We were warned that jail can be quite boring so seeing us would break up the monotony of their day. The second we walked into the first pod, we got the full attention of one of the inmates. I believe this guy watched too many episodes of Prison Break and idolized the character of T-Bag. While the deputy was explaining jail pod life 101, this guy sharpened three pencils while gyrating his hips and making sound effects. While we were trying to exit, he took an imaginary phone call so everyone would have to walk inches past him to leave the area. I don’t know if the guy was crazy, evil, bored, or a little or each. I wouldn’t voluntarily be in the same room with that guy again and all I wanted was the deputy to be safe behind some glass (and even the other inmates to be safe against this guy). But he was just the tip of the iceberg. In the medical unit, where they keep inmates on suicidal watch, with infectious diseases, etc, their faces seemed void of sanity. In the highest level pod, finally behind some glass walls, there was an agitated man who appeared to have more dementia than criminal intentions. At the end of the tour I witnessed a woman who was so upset at her situation that she just screamed at the top of her lungs until she ran out of energy.

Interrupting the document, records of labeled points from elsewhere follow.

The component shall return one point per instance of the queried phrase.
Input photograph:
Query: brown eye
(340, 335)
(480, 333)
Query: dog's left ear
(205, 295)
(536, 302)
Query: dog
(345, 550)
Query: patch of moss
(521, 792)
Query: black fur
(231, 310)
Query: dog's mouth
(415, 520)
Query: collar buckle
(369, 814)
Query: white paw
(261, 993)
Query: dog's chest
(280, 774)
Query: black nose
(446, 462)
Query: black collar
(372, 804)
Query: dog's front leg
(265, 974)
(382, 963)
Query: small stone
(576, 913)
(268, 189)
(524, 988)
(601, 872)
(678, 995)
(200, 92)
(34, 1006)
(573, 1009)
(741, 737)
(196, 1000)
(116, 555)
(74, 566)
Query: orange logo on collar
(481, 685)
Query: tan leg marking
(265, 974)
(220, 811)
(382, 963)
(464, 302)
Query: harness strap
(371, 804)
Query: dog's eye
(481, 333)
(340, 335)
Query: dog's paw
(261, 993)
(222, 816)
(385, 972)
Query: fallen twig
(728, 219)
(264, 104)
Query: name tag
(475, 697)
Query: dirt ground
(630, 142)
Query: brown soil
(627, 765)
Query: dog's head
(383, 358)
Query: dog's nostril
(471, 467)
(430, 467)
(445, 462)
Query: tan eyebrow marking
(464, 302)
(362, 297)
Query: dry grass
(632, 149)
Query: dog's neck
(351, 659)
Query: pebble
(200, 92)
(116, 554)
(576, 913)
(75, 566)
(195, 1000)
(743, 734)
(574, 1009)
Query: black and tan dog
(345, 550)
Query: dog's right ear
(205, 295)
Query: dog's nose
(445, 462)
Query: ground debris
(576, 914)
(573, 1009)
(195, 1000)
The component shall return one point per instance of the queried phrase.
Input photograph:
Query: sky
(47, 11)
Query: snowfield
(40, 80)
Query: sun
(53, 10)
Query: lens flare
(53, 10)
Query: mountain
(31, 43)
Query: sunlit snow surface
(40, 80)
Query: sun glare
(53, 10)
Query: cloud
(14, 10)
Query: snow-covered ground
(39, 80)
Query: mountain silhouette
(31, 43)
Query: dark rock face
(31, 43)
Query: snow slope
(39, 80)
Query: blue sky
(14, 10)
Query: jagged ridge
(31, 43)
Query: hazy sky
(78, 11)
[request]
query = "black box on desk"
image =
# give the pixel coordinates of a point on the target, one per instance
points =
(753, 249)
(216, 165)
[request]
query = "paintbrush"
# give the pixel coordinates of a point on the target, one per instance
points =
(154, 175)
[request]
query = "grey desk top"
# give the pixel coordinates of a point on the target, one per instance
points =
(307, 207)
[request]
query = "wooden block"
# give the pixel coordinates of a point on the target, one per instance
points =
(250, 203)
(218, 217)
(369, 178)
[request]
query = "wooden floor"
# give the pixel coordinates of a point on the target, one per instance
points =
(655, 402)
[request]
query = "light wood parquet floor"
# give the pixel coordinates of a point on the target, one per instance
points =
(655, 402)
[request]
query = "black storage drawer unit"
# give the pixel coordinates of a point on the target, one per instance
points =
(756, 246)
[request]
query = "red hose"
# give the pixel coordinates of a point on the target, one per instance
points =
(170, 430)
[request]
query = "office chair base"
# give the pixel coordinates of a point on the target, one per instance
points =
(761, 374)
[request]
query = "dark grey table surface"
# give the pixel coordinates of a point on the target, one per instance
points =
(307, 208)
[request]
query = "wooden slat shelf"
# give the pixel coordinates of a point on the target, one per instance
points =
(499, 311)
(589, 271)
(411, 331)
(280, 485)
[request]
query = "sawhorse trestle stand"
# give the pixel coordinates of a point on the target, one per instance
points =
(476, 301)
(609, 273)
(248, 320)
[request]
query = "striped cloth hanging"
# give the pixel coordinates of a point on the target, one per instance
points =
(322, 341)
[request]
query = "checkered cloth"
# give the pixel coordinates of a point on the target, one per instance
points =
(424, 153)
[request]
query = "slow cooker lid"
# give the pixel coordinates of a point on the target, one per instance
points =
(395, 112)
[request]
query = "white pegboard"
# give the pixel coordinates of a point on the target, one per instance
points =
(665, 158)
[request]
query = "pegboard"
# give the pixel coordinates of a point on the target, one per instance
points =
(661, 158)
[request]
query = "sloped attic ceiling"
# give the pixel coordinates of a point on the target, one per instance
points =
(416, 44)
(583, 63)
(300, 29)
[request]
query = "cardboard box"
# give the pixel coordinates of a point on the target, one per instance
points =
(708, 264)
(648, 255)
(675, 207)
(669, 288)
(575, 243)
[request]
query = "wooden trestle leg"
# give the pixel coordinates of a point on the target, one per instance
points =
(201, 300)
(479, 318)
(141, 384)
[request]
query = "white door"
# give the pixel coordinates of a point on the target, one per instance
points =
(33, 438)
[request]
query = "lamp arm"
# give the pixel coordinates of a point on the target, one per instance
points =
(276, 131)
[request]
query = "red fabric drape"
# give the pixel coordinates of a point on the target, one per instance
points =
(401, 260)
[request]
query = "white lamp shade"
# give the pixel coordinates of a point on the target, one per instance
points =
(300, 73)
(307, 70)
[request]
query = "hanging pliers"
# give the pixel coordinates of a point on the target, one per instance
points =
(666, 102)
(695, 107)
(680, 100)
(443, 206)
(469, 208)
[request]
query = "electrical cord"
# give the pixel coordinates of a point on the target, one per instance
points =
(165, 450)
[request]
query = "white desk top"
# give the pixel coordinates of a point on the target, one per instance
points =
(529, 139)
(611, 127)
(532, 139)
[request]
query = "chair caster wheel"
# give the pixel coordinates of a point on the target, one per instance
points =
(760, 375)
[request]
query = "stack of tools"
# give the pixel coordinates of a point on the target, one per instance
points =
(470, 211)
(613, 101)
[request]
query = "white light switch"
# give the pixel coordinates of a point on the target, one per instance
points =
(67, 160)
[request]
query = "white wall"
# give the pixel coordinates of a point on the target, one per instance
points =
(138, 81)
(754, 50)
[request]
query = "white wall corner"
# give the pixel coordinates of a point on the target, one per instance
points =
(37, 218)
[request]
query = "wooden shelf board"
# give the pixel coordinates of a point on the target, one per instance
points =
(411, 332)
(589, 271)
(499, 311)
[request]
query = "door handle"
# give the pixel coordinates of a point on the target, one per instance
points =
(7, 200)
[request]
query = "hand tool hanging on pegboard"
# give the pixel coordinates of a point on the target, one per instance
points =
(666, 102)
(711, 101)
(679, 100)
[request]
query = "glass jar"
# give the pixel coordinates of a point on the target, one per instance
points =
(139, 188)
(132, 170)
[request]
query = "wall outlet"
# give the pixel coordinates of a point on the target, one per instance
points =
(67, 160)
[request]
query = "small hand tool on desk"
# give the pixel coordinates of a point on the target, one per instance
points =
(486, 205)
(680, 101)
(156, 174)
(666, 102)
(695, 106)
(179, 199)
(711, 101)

I could barely stand being in that place for an hour. At the end, I was less fearful but my heart ached. Many of the inmates gave me the impression that they would benefit from a Mental Health Counselor or an Addiction specialist, which would be way beyond the abilities and talents of the jail guards hired to maintain order. These guards are called upon to do a difficult job dealing with a wide variety of personalities. However, every single employee we came across seemed to be the type of person you would want as a co-worker. They treated everyone with respect, were extremely knowledgeable and did their jobs with a sense of purpose. Those were the thoughts that flooded my mind as I fled the jail as soon as the tour was over.
Yet my final lingering thought, that I tell everyone who has asked me about my jail tour experience, is that you wouldn’t believe how many Nora Roberts books I saw in these pods. Her books are everywhere!